Creditreform Unternehmermagazin

Creditreform Magazin, 15.03.2011


Noch spricht alle Welt vom akkubetriebenen Elektroauto, doch 2015 soll bereits das Zeitalter des Wasserstoffmobils beginnen.

Mehr Reichweite, weniger Gewicht, größerer Laderaum – wir zeigen, was das Brennstoffzellenauto besser kann als der batteriebetriebene Verwandte.

Berlin West, Heerstraße, Total Tankstelle: Das Einfädeln in den vorbeibrausenden Verkehr ist nur mit einem scharfen Spurt zu schaffen. Trotz kräftigem Tritt auf das Gaspedal heult der Motor des knapp zwei Tonnen schweren Geländewagens nicht auf. Fast wie ein  Sportwagen schießt er nach vorne, lediglich Reifenrollgeräusche und der Fahrtwind sind zu hören. „Das ist die Zukunft und nicht Elektro“, sagt Dirk Breuer, bei Toyota Deutschland zuständig für neue Techniken. Für ihn sind reine akkubetriebene Fahrzeuge eine Zwischenstation auf dem Weg ins Zeitalter der Brennstoffzelle: Wasser- und Sauerstoff werden im Automobil so zusammengeführt, dass elektrischer Strom entsteht, der in den für den Antrieb zuständigen Elektromotor fließt. Aus dem Auspuff kommt nur Wasserdampf.
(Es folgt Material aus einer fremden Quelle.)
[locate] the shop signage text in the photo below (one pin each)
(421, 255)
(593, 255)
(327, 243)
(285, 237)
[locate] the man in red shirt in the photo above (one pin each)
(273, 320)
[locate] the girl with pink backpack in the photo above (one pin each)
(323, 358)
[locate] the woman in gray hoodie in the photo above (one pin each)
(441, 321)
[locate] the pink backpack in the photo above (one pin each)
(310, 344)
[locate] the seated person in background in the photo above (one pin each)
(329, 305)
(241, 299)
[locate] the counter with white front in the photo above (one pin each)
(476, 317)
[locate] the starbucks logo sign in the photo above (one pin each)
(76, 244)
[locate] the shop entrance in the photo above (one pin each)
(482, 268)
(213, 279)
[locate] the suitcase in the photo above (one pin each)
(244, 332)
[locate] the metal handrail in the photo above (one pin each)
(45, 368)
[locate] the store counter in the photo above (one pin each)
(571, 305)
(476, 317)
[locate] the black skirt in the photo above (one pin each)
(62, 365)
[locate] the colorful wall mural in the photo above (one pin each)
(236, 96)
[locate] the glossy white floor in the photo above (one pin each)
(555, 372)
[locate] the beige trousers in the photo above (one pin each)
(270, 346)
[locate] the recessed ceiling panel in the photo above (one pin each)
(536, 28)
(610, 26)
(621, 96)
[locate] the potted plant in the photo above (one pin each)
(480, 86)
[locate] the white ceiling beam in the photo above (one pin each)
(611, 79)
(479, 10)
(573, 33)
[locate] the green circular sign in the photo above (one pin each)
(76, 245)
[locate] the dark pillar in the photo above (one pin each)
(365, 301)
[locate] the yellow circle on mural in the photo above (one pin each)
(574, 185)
Und: Autos mit Wasserstoff kämen mit einer Tankfüllung bis zu sechsmal weiter als E-Fahrzeuge, so Breuer. Damit eigne sich diese Antriebstechnik endlich auch für Transporter, schwere Brummis und Busse, also generell für den Überlandverkehr – wegen der größeren Reichweite sowie des geringen Platz- und Gewichtsbedarfs des Energiespeichers. „Überhaupt erfüllen Wasserstoffmobile alle heutigen Fahr-, Nutzungs- und Komfortansprüche, die für Fahrzeuge mit Verbrennungsmotor gelten“, fasst der Toyota-Ingenieur zusammen.
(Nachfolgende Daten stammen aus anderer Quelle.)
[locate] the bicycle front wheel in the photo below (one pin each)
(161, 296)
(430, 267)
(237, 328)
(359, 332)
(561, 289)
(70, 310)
Wer in Berlin mit dabei war, ist geneigt das zu glauben: Dem japanischen Off- Roader „Highlander FCHV-adv“ ist die neuartige Vortriebslösung nicht anzusehen. Im Gegenteil: Außenmaße, Platzverhältnisse im Innenraum und Zuladung gleichen dem Modell mit Benziner oder Diesel. Ebenso die Reichweite von rund 600 Kilometern sowie die Tankzeit von zirka drei Minuten. 2015 soll der Brennstoffzellenwagen auf den hiesigen Markt kommen.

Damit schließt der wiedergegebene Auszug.